Nobody else out there sounds like System Of A Down, nobody out there could sound like System Of A Down and I wonder if it is because of that the band never really seem to get the love they should. Maybe it is why folk occasionally lump them in with the evil twins of all that is despicable and wrong, nu-metal and rap metal.

The band’s extraordinary range and their often oblique lyrical take on politics sets them way apart from their peers, it has more in common with various 60’s subversives like the Fugs and Zappa (in non-smut mode) than anything more contemporary. Toxicity is a great way to dive into the deep end of their oeuvre.

Listening to it again a few times recently I am struck again and again by just how heavy an LP Toxicity is, released a week before 9/11 this is unsurprising. Imagine what they could sound like now in our fractured times? their music perfectly matching our more splintered, ADHD inflected discourse. Time to grab hold of your tapeworms and pull folks!

Pull the tapeworm out of your ass, Hey!
Pull the tapeworm out of your ass, Hey!
Pull the tapeworm out of your ass, Hey!
Pull the tapeworm out of me...

1131 Down.

PS: Chop Suey!

**SOAD were a right bunch of SODS on that front, I think their first were the very limited picture disc versions of Mesmerize and Hypnotize in 2005.

^yeah, I know, 3 favourite tracks today and counting; Toxicity is just that kind of LP where every track that comes on is my favourite^^

^^PJ Harvey To Bring You My Love is the other album that always does that to me too.

24 thoughts on “Pull The Tapeworm Out Of Your Ass!

  1. This is a belter. Would never have guessed this would be on your shelf! Great write up too (again). They were one of those bands that got tossed into that nu metal thing, but rather unfairly – definitely way more to them. This is my favourite of theirs.

    1. I genuinely love every second of music they’ve put out. If there was any justice they’d have their own rollercoasters not Aerosmith.

  2. Yup! I’m in for more. Usually the vocals in the “evil twins” sound like some kind of big nasty animal trying to cough up a lung. Not Serj. Also like the “cauldron” thing. Im stealing that for personal use in all things CB not just music related.

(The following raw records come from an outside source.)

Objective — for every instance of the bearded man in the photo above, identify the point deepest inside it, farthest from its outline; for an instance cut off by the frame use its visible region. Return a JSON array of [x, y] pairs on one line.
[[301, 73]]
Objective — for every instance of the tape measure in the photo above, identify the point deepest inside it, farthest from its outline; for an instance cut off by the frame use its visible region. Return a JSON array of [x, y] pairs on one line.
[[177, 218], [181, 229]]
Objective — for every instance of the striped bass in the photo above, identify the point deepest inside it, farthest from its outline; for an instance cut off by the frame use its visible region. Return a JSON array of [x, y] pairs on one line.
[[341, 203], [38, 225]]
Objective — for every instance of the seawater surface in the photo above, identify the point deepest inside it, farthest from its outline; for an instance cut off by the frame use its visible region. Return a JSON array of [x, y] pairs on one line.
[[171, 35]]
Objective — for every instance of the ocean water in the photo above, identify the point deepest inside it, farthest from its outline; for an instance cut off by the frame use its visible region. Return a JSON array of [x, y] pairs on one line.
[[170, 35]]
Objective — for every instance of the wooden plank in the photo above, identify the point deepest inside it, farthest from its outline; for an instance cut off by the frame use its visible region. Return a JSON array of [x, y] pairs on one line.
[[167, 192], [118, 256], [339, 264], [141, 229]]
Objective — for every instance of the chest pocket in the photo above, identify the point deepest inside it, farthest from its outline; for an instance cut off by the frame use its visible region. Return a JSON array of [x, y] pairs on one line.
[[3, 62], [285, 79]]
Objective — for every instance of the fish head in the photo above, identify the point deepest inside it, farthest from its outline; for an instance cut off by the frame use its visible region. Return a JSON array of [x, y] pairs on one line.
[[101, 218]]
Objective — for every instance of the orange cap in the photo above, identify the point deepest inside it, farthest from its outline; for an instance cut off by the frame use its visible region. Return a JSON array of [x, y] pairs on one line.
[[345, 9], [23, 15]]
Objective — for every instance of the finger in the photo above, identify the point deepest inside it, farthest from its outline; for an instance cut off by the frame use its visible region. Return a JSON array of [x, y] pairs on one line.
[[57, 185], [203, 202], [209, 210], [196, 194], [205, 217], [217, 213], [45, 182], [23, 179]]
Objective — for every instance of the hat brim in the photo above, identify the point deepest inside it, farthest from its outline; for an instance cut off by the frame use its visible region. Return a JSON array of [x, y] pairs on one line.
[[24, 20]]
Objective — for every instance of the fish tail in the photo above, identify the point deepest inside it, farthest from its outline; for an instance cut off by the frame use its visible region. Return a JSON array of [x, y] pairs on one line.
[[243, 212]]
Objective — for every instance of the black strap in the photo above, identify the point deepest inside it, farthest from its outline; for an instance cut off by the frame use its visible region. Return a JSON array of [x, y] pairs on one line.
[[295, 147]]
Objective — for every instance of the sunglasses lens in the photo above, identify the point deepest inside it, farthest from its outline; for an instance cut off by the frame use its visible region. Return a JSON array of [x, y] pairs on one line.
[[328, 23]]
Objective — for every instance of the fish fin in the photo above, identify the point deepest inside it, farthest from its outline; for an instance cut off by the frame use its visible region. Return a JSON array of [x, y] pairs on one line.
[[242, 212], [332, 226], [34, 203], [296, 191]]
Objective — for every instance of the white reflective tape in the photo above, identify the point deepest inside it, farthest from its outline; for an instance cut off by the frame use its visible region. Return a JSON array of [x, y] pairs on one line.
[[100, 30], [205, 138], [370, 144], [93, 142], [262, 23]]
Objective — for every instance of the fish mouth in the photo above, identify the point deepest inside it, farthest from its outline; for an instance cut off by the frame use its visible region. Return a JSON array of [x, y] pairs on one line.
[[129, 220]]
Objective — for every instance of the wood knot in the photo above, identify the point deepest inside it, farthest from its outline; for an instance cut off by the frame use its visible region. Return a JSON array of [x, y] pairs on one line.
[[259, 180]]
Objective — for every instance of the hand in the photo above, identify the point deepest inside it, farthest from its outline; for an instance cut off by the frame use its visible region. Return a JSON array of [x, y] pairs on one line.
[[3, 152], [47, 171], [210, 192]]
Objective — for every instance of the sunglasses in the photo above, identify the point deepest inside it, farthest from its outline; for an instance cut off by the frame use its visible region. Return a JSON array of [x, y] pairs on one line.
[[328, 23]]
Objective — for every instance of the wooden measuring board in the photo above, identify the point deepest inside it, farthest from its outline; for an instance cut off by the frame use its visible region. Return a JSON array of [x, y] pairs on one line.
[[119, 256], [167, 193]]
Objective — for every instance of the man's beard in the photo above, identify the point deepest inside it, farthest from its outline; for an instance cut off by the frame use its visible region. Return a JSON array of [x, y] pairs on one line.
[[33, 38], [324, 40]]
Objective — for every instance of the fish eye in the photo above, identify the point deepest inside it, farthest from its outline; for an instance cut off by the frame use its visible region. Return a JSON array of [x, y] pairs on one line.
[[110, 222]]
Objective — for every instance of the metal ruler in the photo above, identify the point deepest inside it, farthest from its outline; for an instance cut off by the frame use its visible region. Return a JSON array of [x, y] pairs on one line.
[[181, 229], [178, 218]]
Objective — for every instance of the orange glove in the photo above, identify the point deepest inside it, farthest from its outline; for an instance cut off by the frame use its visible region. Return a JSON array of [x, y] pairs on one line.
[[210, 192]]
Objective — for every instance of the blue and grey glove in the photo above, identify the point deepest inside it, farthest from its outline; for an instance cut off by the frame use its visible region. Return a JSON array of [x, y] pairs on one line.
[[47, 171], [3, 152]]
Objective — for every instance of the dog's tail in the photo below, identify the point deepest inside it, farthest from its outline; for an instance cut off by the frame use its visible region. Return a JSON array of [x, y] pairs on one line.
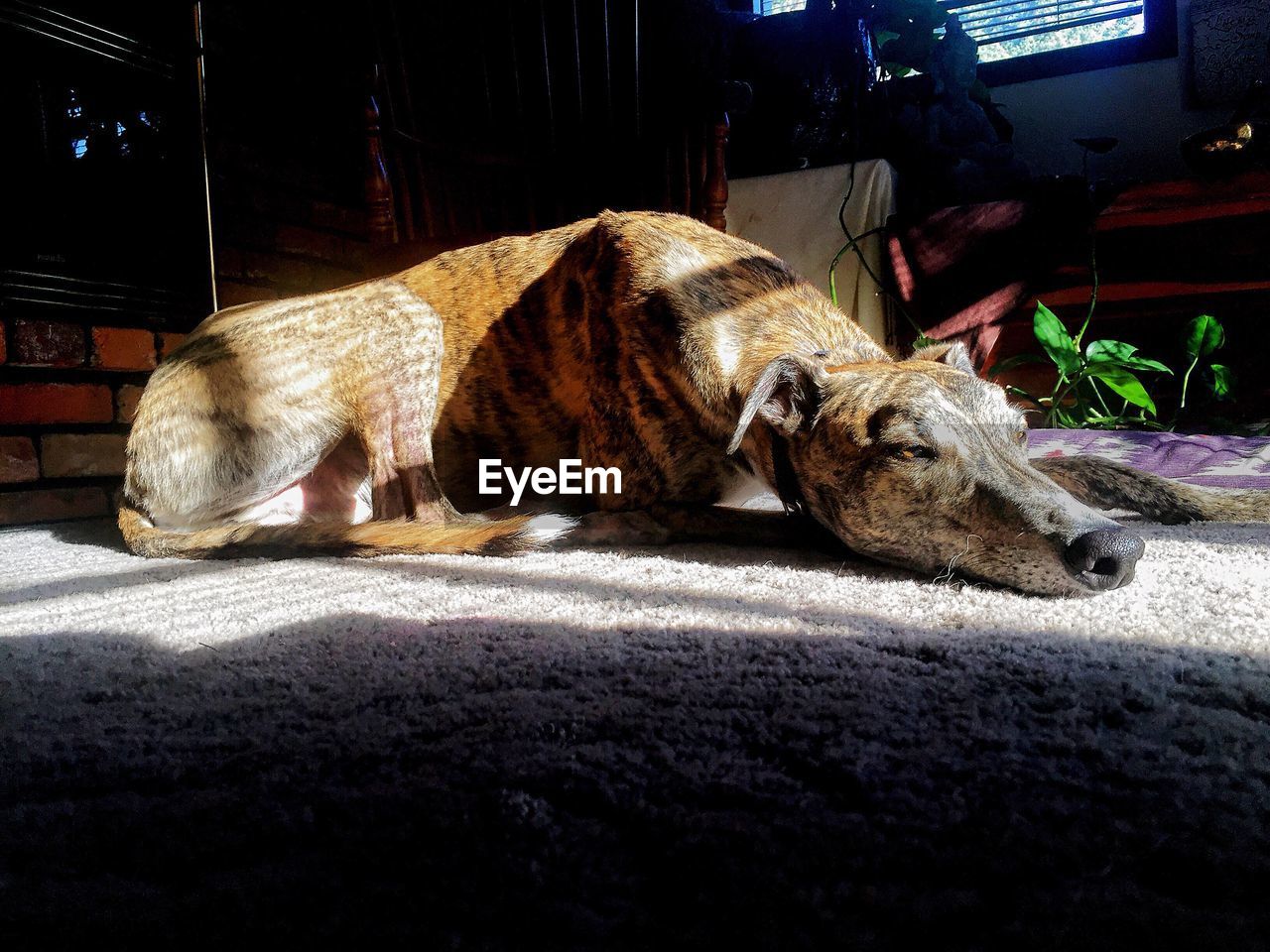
[[1110, 485], [471, 536]]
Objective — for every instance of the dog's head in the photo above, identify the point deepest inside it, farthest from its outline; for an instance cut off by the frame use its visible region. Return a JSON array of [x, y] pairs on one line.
[[924, 465]]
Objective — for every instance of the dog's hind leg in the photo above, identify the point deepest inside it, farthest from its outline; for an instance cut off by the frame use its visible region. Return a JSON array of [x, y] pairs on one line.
[[1110, 485]]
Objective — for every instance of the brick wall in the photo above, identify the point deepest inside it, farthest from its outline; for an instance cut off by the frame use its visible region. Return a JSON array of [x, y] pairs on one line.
[[286, 151], [67, 395]]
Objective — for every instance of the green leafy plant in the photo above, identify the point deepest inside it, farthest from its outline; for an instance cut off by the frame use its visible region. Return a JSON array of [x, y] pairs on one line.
[[1097, 385]]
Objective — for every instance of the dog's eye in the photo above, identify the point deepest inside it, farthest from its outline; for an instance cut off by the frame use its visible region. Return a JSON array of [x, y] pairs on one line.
[[915, 452]]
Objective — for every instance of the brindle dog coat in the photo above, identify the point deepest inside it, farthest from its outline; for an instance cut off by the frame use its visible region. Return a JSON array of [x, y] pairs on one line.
[[697, 363]]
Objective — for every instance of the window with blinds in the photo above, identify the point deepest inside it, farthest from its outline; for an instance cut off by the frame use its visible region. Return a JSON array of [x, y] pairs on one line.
[[1012, 28]]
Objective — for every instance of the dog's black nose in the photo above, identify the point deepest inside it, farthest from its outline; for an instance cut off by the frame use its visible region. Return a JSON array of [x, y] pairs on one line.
[[1103, 558]]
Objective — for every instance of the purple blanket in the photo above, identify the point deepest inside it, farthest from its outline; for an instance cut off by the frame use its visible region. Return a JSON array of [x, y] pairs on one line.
[[1233, 462]]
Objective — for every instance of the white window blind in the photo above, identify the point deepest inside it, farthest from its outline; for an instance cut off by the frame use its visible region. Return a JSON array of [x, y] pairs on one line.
[[1008, 28]]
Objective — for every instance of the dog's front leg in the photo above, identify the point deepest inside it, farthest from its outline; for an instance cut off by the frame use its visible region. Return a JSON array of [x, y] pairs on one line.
[[1105, 484], [668, 524], [397, 412]]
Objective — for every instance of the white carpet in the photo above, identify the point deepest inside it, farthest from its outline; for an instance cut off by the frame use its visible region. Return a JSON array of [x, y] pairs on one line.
[[652, 748]]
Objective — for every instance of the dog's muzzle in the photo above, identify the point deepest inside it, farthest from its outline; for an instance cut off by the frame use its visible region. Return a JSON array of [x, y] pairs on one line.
[[1103, 558]]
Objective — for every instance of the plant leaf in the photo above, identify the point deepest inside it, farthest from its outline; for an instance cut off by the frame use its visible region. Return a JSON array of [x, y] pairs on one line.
[[1010, 362], [1109, 350], [1125, 385], [1223, 381], [1119, 353], [1205, 335], [1056, 340]]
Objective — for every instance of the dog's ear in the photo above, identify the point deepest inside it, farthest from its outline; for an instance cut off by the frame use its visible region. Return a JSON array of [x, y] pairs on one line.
[[786, 395], [952, 353]]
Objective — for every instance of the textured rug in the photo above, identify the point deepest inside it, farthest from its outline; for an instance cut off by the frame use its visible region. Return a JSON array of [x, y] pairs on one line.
[[675, 748]]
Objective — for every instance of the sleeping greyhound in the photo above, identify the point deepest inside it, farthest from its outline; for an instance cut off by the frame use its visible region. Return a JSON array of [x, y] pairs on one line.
[[695, 363]]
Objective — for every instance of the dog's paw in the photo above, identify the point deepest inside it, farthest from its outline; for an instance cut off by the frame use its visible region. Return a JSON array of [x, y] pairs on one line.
[[544, 530]]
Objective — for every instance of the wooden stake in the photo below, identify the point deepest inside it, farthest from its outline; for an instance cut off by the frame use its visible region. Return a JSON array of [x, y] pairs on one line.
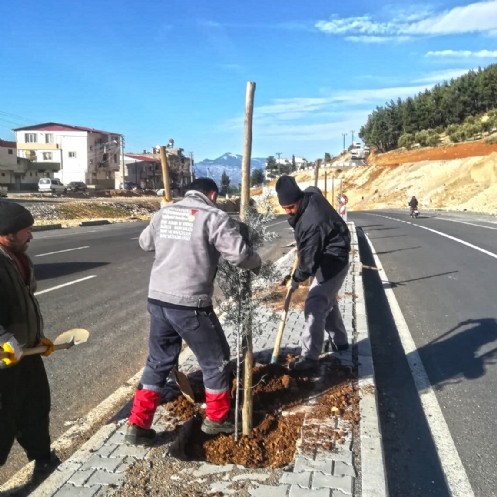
[[165, 174], [246, 280]]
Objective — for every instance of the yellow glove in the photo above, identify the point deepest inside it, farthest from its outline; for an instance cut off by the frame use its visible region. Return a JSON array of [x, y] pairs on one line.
[[13, 350], [48, 343]]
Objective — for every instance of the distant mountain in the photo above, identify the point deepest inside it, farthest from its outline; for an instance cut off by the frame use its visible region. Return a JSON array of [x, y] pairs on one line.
[[231, 163]]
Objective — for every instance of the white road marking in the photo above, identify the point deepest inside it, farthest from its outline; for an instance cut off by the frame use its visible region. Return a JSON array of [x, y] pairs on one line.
[[453, 469], [66, 284], [467, 222], [60, 251], [450, 237]]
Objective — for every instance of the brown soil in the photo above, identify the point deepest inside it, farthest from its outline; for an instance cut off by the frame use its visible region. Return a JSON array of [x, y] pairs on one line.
[[274, 436], [280, 404], [448, 152]]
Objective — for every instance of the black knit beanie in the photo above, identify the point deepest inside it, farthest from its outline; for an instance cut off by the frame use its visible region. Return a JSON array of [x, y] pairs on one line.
[[288, 191], [14, 217]]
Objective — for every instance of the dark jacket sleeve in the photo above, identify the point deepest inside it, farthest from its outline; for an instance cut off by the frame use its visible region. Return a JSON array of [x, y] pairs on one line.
[[310, 250]]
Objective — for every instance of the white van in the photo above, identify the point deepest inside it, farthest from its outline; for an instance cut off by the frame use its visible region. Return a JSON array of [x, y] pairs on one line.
[[51, 185]]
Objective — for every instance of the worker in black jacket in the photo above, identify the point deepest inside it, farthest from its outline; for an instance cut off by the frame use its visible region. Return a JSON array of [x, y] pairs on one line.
[[323, 245], [24, 388]]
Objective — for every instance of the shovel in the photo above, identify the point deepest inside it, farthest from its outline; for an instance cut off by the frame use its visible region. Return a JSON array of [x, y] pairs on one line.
[[184, 385], [65, 340], [281, 327]]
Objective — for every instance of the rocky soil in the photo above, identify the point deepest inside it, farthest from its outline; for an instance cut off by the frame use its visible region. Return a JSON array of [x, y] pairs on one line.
[[279, 409]]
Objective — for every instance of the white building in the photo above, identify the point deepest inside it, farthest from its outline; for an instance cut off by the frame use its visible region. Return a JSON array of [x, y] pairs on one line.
[[14, 171], [72, 153]]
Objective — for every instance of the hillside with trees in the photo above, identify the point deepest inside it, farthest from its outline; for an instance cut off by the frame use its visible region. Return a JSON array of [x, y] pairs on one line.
[[462, 109]]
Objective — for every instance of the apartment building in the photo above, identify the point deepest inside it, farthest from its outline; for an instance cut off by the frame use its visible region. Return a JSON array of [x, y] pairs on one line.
[[15, 172], [72, 153]]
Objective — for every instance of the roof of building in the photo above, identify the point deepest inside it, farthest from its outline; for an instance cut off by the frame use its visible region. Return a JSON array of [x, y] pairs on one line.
[[63, 127], [144, 158]]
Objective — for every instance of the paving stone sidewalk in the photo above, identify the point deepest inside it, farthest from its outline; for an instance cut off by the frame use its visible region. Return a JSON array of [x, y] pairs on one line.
[[354, 469]]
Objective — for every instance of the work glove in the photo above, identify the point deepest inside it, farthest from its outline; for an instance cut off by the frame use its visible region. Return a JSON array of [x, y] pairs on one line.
[[256, 270], [48, 343], [13, 350], [244, 231]]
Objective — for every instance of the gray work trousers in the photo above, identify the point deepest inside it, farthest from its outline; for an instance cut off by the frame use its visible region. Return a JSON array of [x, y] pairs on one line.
[[322, 314]]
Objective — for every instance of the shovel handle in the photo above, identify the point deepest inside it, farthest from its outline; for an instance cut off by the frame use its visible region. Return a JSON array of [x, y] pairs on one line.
[[39, 349], [281, 327]]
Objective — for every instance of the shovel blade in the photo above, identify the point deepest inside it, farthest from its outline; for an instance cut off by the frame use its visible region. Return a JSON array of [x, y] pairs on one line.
[[71, 337]]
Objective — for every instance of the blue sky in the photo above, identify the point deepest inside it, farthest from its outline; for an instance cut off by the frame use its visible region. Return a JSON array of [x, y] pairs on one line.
[[159, 69]]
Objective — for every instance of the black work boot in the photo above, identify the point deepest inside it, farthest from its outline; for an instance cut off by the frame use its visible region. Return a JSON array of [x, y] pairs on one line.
[[339, 348], [211, 427], [139, 436], [45, 465], [304, 364]]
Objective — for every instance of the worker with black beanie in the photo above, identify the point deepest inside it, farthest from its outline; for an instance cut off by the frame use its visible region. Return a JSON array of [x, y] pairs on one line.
[[24, 388], [323, 245]]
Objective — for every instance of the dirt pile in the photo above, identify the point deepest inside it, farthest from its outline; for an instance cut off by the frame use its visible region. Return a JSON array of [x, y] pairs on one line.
[[454, 177]]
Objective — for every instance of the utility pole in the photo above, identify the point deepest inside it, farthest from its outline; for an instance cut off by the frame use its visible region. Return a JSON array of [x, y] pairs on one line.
[[192, 174], [278, 162]]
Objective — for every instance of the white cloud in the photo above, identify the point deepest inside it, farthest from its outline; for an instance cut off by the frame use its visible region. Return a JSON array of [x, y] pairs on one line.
[[472, 18], [463, 54], [438, 77]]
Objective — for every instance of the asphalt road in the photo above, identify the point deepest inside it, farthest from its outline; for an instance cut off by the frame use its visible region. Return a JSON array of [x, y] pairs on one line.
[[442, 269], [97, 278]]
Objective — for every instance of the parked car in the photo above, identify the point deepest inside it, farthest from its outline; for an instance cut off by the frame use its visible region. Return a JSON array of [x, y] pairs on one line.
[[128, 185], [53, 185], [77, 186]]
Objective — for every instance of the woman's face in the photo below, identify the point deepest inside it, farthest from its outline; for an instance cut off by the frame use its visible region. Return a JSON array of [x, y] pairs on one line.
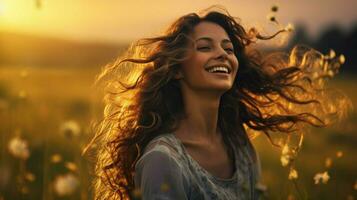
[[211, 64]]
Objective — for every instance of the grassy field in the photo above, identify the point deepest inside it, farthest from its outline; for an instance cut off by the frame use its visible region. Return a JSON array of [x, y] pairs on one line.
[[51, 109]]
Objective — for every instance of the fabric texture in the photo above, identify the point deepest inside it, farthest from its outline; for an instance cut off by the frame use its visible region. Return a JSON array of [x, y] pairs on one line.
[[166, 171]]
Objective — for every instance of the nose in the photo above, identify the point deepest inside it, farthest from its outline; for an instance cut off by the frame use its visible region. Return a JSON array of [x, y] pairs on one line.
[[221, 54]]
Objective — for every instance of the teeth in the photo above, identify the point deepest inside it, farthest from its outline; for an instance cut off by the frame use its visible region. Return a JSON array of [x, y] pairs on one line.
[[215, 69]]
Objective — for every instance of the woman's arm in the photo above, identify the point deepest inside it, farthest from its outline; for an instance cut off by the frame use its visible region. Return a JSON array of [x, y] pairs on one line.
[[159, 177]]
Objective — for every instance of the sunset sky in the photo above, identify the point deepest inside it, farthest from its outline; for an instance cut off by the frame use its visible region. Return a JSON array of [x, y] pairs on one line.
[[119, 20]]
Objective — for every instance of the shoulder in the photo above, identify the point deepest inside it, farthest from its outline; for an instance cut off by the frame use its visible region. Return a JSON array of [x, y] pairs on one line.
[[159, 168], [162, 150]]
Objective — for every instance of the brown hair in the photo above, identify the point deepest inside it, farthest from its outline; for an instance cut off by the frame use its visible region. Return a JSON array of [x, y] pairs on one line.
[[277, 92]]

    1. Seek has got the most incredible voice, 4 octaves I think they measured it as. As someone who can hit 2 notes maximum, I can appreciate that.

  3. This is one of those bands I think I’ve heard enough of. If I hear a track now and again in a mix that’s plenty for me.

  4. Toxicity was one of the first rock records I ever bought! It was a gateway of sorts into the genre for me as a teenager and I still love it. It’s a very strong record, like you said.

    Oh, and To Bring You My Love is absolutely awesome. It’s my favorite release by PJ. An absolute masterpiece.

  5. “Nobody else out there sounds like System Of A Down”

    I always thought they were one of several Faith No More inspired bands that became big in their absence, to be honest. Incubus and Korn being two others. But I do like this album and I owned two copies at one point. I still own one.

    1. Okay, okay, so you’re not really a smelly boob face – I take that back.

      They love FNM and were influenced by them but I think SOAD built on that and ratcheted it up a notch, or two, in terms of heaviness and jerkinessosity. I’d say they’ve never done anything that could compare with Angel Dust as an LP, but who has? (Faster Pussycat aside, obvs).

      Never liked Korn much, there’s something about their sound that rubs my fur up the wrong way.

      1. Interviewing Roddy Bottum was a highlight of my life.

        I don’t care for Korn either. But I loooove corn. I want to go to Cornwall.

      1. As already said: the style doesn’t match my taste in music. I like the title track best. Apart from that, I’m more impressed by the political and critical lyrics.

  6. I don’t stray down to the heavier end of rock’s periodic table so often these days, but I flick and flock you not, this review makes that journey sound quite appealing. Apart from the tapeworms.